The number of people on payroll in October rose by 160,000 to 29.3 million in spite of furlough ending. The unemployment rate fell by 0.5 per cent. The employment rate, at 75.4 per cent, is now just 1.1 percentage points lower than it was in the three months leading up to the pandemic. It is astonishing because at the moment the furlough scheme ended, it was still paying the wages of 1.14 million people. Not only do these people appear to have been gulped up by the labour market, but extra jobs have been created on top.
We can only wonder how much extra economic growth might have been created had this labour source been freed up earlier
As we know, employers have been screaming about labour shortages for months, especially in sectors like hospitality which have relied on large numbers of staff from eastern Europe in recent years – many of whom have returned home either as a result of the pandemic or Brexit. Yet while employers were desperate for staff, over a million potential recruits were tied up on furlough, being paid to do jobs they weren’t actually doing and were forbidden from taking up alternative employment.
We can only wonder how much extra economic growth might have been created had this labour source been freed up earlier. Ending the furlough scheme earlier would certainly have saved a huge amount of money. The furlough statistics show that slightly more than half of employees on furlough when it ended on 30 September had annual salaries of £15,000 or less, and almost half earned more. If we take £15,000 as an average, and bearing in mind that employees received a maximum of 80 per cent of their earnings in furlough payments, it suggests that furlough payments were in the region of £1.14 billion in September alone – although by the end some of this had to be covered by employers.

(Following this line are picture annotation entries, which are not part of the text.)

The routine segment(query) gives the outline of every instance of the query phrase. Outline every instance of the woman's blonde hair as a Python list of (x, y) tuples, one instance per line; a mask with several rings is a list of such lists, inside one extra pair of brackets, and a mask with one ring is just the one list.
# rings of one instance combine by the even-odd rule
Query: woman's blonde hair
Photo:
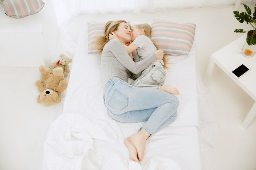
[(128, 24), (130, 27), (130, 25), (124, 20), (118, 20), (116, 21), (108, 21), (105, 26), (105, 36), (97, 36), (95, 38), (94, 42), (98, 45), (97, 49), (102, 51), (104, 46), (109, 41), (108, 35), (110, 33), (117, 30), (117, 27), (120, 23), (125, 22)]
[[(147, 23), (141, 24), (138, 24), (136, 25), (134, 25), (133, 26), (135, 26), (138, 29), (144, 29), (144, 33), (145, 35), (147, 37), (148, 37), (149, 38), (151, 39), (151, 35), (152, 32), (152, 29), (150, 25), (149, 24)], [(153, 41), (151, 40), (151, 41), (153, 42)], [(156, 47), (157, 49), (159, 49), (157, 47), (156, 45), (153, 42), (153, 44), (155, 45), (155, 46)], [(163, 61), (164, 61), (164, 69), (168, 68), (168, 67), (166, 66), (166, 64), (167, 64), (167, 57), (165, 55), (164, 55), (164, 57), (163, 58)]]

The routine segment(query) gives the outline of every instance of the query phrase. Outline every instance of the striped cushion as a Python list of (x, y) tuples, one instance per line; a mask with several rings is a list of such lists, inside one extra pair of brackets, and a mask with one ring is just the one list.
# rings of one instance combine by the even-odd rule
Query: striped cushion
[(153, 20), (151, 39), (166, 54), (188, 55), (194, 41), (195, 26), (194, 24)]
[(42, 0), (3, 0), (2, 5), (7, 15), (21, 18), (37, 13), (45, 3)]
[(88, 22), (88, 53), (98, 54), (101, 51), (97, 50), (96, 43), (94, 42), (95, 36), (105, 36), (104, 29), (106, 23)]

One potential consequence of the end of the furlough scheme, interestingly, could be an increase in the vaccination rate among young people. An analysis by the Office for National Statistics (ONS) breaking down vaccinated and unvaccinated people by socio-economic characteristics shows that one of the groups with the lowest rates of uptake are 18 to 34-year-olds ‘in employment who are not currently working’ – ie those on furlough. Remarkably, they are only 0.37 times as likely to be vaccinated as employees who are working. Perhaps they felt no need to get vaccinated as they were spending much of their time at home. Now that many of these people will be back at work again, they might be more likely to accept a jab.